Pepe Naranjo muere en Morón en noviembre de 1955. Diego siempre reconoció en él a un auténtico maestro, y a ambos les unía un insobornable sentido de la independencia, e idéntica alergia a los cauces comerciales del flamenco. El relevo (
“Morón es suelo de guitarristas” decía Diego) estaba asegurado, de maestro a maestro. Un año antes, gordos y sanos, llegaban a España los americanos, asentando en Morón su célebre y marcial base militar. Y con ellos, Donn Pohren, auténtico impulsor de la leyenda de Diego del Gastor.

Pohren acondiciona una antigua finca a las afueras de Morón y en 1965 establece allí una especie de selecta residencia para sus compatriotas adinerados, donde ofrece fiestas flamencas de tronío. Desfila por allí lo mejorcito de la comarca: Fernandillo, Anzonini, Joselero, su hijo Andorrano, Talega, Manolito de María, la Fernanda y, naturalmente, Diego. Es, de hecho, el auténtico aglutinador de las reuniones, junto a sus sobrinos Juan y Paco del Gastor, y pronto, debido a su carisma y al inestimable apoyo de Porren, adquirirá entre los yanquis un estatus de
gurú. Le acribillan a fotos y graban con devoción cada sonido que brota de su guitarra. Estos americanos de la Base, en expresión de Ricardo Pachón, serían, sin saberlo, los últimos señoritos andaluces. De ahí las innumerables cintas piratas que circulan por esos mundos con los sonidos de Diego. De ahí, también, el hermoso homenaje de esa escuela de música que lleva, en Nueva York, el nombre de Diego del Gastor. Y los inapreciables documentos gráficos de William Davidson y Steve Kahn que aparecen en el volumen biográfico que acompaña al disco editado por El Flamenco Vive.

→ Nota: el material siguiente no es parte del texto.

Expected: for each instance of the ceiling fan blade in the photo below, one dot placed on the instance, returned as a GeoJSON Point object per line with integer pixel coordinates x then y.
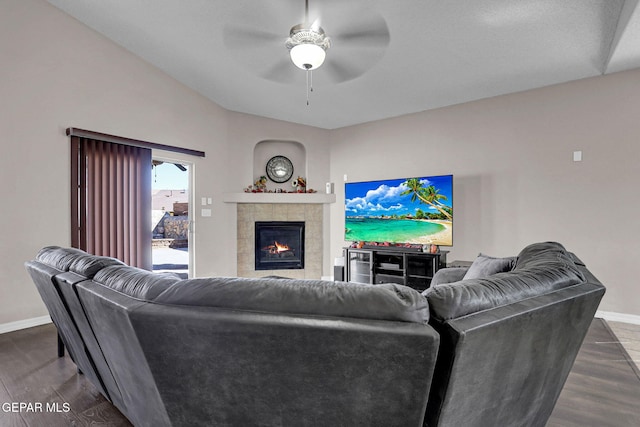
{"type": "Point", "coordinates": [247, 36]}
{"type": "Point", "coordinates": [348, 63]}
{"type": "Point", "coordinates": [371, 32]}
{"type": "Point", "coordinates": [339, 72]}
{"type": "Point", "coordinates": [281, 72]}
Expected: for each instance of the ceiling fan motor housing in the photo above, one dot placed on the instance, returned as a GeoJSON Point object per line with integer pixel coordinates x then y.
{"type": "Point", "coordinates": [307, 46]}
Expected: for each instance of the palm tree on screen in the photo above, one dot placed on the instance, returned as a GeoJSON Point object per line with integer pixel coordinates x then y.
{"type": "Point", "coordinates": [428, 195]}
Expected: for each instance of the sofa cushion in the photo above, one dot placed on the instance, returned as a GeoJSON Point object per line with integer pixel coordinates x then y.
{"type": "Point", "coordinates": [88, 265]}
{"type": "Point", "coordinates": [59, 258]}
{"type": "Point", "coordinates": [135, 282]}
{"type": "Point", "coordinates": [313, 297]}
{"type": "Point", "coordinates": [484, 266]}
{"type": "Point", "coordinates": [541, 268]}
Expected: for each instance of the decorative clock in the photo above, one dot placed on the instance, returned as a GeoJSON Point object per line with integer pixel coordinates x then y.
{"type": "Point", "coordinates": [279, 169]}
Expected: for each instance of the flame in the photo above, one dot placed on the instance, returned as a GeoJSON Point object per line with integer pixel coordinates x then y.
{"type": "Point", "coordinates": [281, 247]}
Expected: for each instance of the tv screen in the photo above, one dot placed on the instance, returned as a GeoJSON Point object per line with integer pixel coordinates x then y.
{"type": "Point", "coordinates": [410, 210]}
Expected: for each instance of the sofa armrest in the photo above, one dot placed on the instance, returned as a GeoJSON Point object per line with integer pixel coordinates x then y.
{"type": "Point", "coordinates": [448, 275]}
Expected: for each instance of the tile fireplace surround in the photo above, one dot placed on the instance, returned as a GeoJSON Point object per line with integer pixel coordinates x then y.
{"type": "Point", "coordinates": [311, 214]}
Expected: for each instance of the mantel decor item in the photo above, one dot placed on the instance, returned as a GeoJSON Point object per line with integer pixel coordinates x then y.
{"type": "Point", "coordinates": [279, 169]}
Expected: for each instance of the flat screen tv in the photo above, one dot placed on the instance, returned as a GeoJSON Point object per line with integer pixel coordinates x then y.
{"type": "Point", "coordinates": [416, 211]}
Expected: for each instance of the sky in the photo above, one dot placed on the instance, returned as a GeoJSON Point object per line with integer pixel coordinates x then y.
{"type": "Point", "coordinates": [168, 177]}
{"type": "Point", "coordinates": [375, 198]}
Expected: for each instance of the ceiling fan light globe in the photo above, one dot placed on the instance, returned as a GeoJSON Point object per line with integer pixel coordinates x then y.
{"type": "Point", "coordinates": [307, 56]}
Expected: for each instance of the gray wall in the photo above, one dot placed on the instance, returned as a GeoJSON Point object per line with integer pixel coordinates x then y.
{"type": "Point", "coordinates": [515, 181]}
{"type": "Point", "coordinates": [57, 73]}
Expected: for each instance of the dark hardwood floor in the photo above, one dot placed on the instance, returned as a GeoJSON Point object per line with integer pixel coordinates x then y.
{"type": "Point", "coordinates": [602, 390]}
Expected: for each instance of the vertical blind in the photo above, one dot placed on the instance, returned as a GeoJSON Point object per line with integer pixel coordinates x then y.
{"type": "Point", "coordinates": [111, 200]}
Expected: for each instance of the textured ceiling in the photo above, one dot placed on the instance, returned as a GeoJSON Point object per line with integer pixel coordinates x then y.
{"type": "Point", "coordinates": [437, 53]}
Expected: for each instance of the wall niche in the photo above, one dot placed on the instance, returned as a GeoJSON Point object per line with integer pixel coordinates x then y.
{"type": "Point", "coordinates": [293, 150]}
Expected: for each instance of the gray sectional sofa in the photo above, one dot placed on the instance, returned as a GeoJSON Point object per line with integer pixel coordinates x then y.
{"type": "Point", "coordinates": [490, 350]}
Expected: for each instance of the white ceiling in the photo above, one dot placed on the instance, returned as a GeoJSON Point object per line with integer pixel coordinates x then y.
{"type": "Point", "coordinates": [439, 53]}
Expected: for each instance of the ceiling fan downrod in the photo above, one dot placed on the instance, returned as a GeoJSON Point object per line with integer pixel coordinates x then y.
{"type": "Point", "coordinates": [307, 45]}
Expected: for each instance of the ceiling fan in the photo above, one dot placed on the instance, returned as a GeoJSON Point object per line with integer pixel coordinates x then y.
{"type": "Point", "coordinates": [355, 40]}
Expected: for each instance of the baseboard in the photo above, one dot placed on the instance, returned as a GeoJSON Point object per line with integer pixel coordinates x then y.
{"type": "Point", "coordinates": [24, 324]}
{"type": "Point", "coordinates": [619, 317]}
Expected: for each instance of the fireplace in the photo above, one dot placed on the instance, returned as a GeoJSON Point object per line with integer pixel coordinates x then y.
{"type": "Point", "coordinates": [279, 245]}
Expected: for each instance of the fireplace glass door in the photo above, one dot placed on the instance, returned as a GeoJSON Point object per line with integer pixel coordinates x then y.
{"type": "Point", "coordinates": [279, 245]}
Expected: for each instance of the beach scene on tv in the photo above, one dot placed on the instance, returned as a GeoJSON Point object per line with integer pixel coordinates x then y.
{"type": "Point", "coordinates": [412, 210]}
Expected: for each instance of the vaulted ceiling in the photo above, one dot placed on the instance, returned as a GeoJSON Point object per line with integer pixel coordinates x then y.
{"type": "Point", "coordinates": [419, 54]}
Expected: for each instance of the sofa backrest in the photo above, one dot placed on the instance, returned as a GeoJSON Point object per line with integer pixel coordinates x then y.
{"type": "Point", "coordinates": [50, 262]}
{"type": "Point", "coordinates": [219, 351]}
{"type": "Point", "coordinates": [304, 297]}
{"type": "Point", "coordinates": [504, 359]}
{"type": "Point", "coordinates": [540, 268]}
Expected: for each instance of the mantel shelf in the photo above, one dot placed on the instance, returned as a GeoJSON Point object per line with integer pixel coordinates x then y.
{"type": "Point", "coordinates": [278, 198]}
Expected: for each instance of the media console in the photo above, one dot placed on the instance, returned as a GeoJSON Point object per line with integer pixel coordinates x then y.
{"type": "Point", "coordinates": [393, 265]}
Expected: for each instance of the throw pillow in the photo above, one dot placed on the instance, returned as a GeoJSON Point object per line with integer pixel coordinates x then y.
{"type": "Point", "coordinates": [484, 266]}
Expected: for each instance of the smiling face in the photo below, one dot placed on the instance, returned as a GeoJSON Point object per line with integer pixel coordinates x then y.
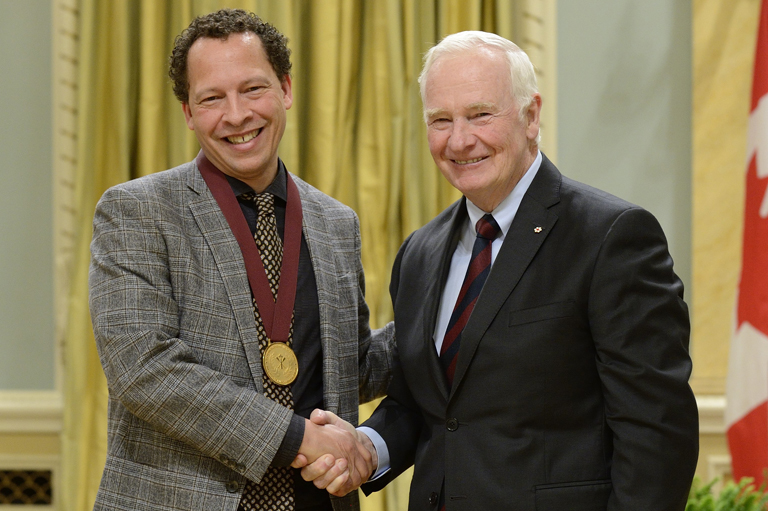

La vida de Diego del Gastor se apaga en Morón el 7 de julio de 1973. Un año antes, mientas grababa para televisión aquellos episodios de
“Rito y Geografía del Cante”,  el Estado, a instancias de la Cátedra de Flamencología de Jerez, le otorgaba el Premio Nacional de Flamenco en la modalidad de Enseñanza; no se molestó en acudir a Madrid a recogerlo. Poseía ya, al fin y al cabo, el mejor y más perdurable de los premios: el prestigio, y gozaba del respeto de un nutrido grupo de alumnos extranjeros, que literalmente peregrinaban a Morón en su busca, para intentar mirarse en el espejo de su ejemplo. Sus sobrinos, Juan, Paco, Dieguito, perpetuaban ya su obra, ojo, sin fosilizarla.

Aquella España que empezaba a salir del letargo, seguía ignorando su talento, salvo un pequeño reducto. Y lo más gracioso es que, encima, no se enteraban de que el mundo entero, mientras tanto, había convertido a Diego en su paisano.


                                                                                                       ANTONIO VALENTIN

Miembro de la Asociación Cultural Triste y Azul, Cabales en la Red.